While technologies like VR have great possibilities, there is still the issues of acceptance, standardization of use and issues like motion sickness that have not yet been dealt with effectively.
Additionally, there is often a mistake in perception of any area of growth that discounts leveling off or even drop off from either saturation of the market, replacement by another different technology trend, even if less effective or simply limitations of a technology when it reaches the point of diminishing returns.
Since I live in Silicon Valley, there is often this bubble effect of people seeing technology all around them and assuming that it is ubiquitous when in fact it may only be ‘ubiquitous’ in high technology and/or areas of high median income. As soon as these inhabitants step into a more common area outside, they realize that the very technology they may depend on is not only not available but may also be viewed with suspicion. Consider the rise and fall of the Google Glass. While the technology was amazing to those early adopters, they hadn’t considered that many others saw it as an invasion of their privacy. It wasn’t uncommon to hear a conversation between someone wearing the Google Glass and another, where the other person would say “are you recording me?” and then not really believing whether they were or not regardless of what the Google Glass wearer said. This is not to say that it was useless, but rather that it would be more effective only in specific situations but not acceptable in many others.
Other types of feedback systems from haptic to neurological implants have promise but are still far to nascent to expect wide acceptance.
Error forgiveness.
This goes far beyond the system error of the past. Here is an area of constant annoyance. Consider the fact that there are whole internet sites devoted to posting the sometimes hilarious/embarrassing mistakes of autocorrect. This idea of “I like it when it works.” is a common cry amongst texting pairs who haven’t turned it off. As it stands currently it can speed up the communication but it can also lead to rather severe errors.

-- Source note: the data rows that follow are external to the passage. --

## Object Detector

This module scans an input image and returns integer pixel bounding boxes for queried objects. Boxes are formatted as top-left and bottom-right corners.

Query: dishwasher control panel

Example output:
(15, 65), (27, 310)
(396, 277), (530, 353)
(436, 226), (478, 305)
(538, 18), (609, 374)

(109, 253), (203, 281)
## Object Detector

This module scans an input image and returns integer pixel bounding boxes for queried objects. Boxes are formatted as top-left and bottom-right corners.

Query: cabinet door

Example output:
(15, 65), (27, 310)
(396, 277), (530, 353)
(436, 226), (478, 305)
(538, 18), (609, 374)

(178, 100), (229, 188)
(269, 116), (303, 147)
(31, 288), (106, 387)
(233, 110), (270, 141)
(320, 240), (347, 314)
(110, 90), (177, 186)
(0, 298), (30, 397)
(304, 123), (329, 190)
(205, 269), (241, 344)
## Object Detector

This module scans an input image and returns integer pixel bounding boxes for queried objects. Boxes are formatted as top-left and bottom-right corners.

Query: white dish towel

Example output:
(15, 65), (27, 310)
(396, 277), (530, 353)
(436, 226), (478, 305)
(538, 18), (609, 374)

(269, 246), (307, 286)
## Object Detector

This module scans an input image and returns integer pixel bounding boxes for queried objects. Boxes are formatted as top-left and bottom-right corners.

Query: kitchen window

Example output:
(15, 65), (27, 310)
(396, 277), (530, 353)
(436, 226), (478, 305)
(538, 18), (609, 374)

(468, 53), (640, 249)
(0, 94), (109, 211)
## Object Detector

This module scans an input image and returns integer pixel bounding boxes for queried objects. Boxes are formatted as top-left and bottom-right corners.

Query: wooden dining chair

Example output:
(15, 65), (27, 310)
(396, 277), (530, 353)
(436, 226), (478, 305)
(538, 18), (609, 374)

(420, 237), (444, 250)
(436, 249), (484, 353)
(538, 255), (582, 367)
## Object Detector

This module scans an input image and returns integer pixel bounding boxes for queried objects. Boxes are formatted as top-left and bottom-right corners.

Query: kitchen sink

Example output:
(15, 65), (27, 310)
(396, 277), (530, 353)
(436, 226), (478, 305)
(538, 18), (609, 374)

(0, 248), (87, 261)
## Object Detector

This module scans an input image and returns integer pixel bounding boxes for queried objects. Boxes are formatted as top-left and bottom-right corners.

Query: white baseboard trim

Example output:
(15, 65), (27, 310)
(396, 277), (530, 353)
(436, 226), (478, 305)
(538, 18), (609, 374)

While basic machine learning algorithms can address this, it would take a deep learning algorithm to learn the cadence and style of an individual’s communication style including things like context, intent (sincerity vs, sarcasm), interests, vocabulary level, etc. along with the context of the person your conversing with since the language between a parent and child and two intimate partners may be extremely different even though two of those people could be the same person. This makes for complex interactions that can’t be ignored.
One final note:
Most of my posts are directed at more advanced areas of UX design. It is for this reason that there are not a lot of pictures as samples. I point out examples within my post as anyone beyond the beginner (and any critical thinking beginner) will understand. Additionally, I find superfluous imagery tends to belong more with “top ten” lists and other basic concepts in design. I will always use imagery when it simplifies or clarifies a particularly different, new or complex concept. Imagery can also be limiting to the conversation as any advanced designer will already have a good imagination at visualizing how a concept fits their milieu of design work.